A su lado, Minor retuerce metódicamente su burdo trapo blanco dentro de la vaporosa garganta de cada vaso de Coca-Cola antes de ponerlo sobre la toalla que ha extendido junto al fregadero. Lamidos por el aire frío, los vasos desprenden todavía algunas espirales de vapor. A través de la ventana del bar, que empieza a empañarse, se ve la carretera llena de coches que se apresuran en el viaje de vuelta a casa: una rama cargada de brillantes frutos. Detrás de Minor, el bar está prácticamente vacío, como un escenario. En las tablas ha habido una discusión. Por dentro, Minor es un caldero de furia; las peludas cavidades de su nariz parecen agujeros hirvientes.

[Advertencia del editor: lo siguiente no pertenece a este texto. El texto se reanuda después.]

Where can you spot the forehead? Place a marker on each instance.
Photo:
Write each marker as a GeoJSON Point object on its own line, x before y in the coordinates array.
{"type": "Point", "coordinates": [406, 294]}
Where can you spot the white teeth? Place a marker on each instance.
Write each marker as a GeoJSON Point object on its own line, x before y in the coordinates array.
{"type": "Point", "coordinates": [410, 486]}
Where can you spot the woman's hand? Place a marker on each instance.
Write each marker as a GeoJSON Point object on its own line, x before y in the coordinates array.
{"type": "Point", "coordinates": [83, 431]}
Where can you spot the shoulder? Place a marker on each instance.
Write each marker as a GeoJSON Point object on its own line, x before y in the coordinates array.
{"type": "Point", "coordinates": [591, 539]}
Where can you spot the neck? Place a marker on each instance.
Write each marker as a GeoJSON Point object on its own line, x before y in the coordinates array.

– Minor -grita Peter desde su reservado-, estás atrasado. No hay nada malo en el comunismo. Dentro de veinte años este país será comunista y tú vivirás más feliz que una almeja.

Minor se vuelve junto a la ventana: su cabeza lanza destellos, su cerebro irradia ira.

– Ya lo sería si el viejo FDR [11]hubiera vivido más -dice, y a continuación suelta una furiosa carcajada que hace que se le abran los orificios nasales como ensanchados por un estallido-. Pero se mató, o murió de sífilis; castigo de Dios: fíjate en lo que digo.

– Eso no te lo crees ni tú, Minor. Ninguna persona cuerda creería eso.

– Yo lo creo -dice Minor-. De no haber estado chalado cuando fue a Yalta, no estaríamos ahora en este aprieto.

– ¿Qué aprieto? ¿Qué aprieto, Minor? Este país domina el mundo. Tenemos la bomba atómica y los grandes bombarderos.

Aghh .

Minor le vuelve la espalda.

– ¿Qué aprieto? ¿Qué aprieto, Minor? ¿Qué aprieto?

Minor vuelve a mirarle y dice:

– Antes de que termine este año, los rusos ya estarán en Francia e Italia.

– ¿Y qué? ¿Y qué, Minor? El comunismo tiene que venir, sea como sea; no hay otro modo de combatir la pobreza.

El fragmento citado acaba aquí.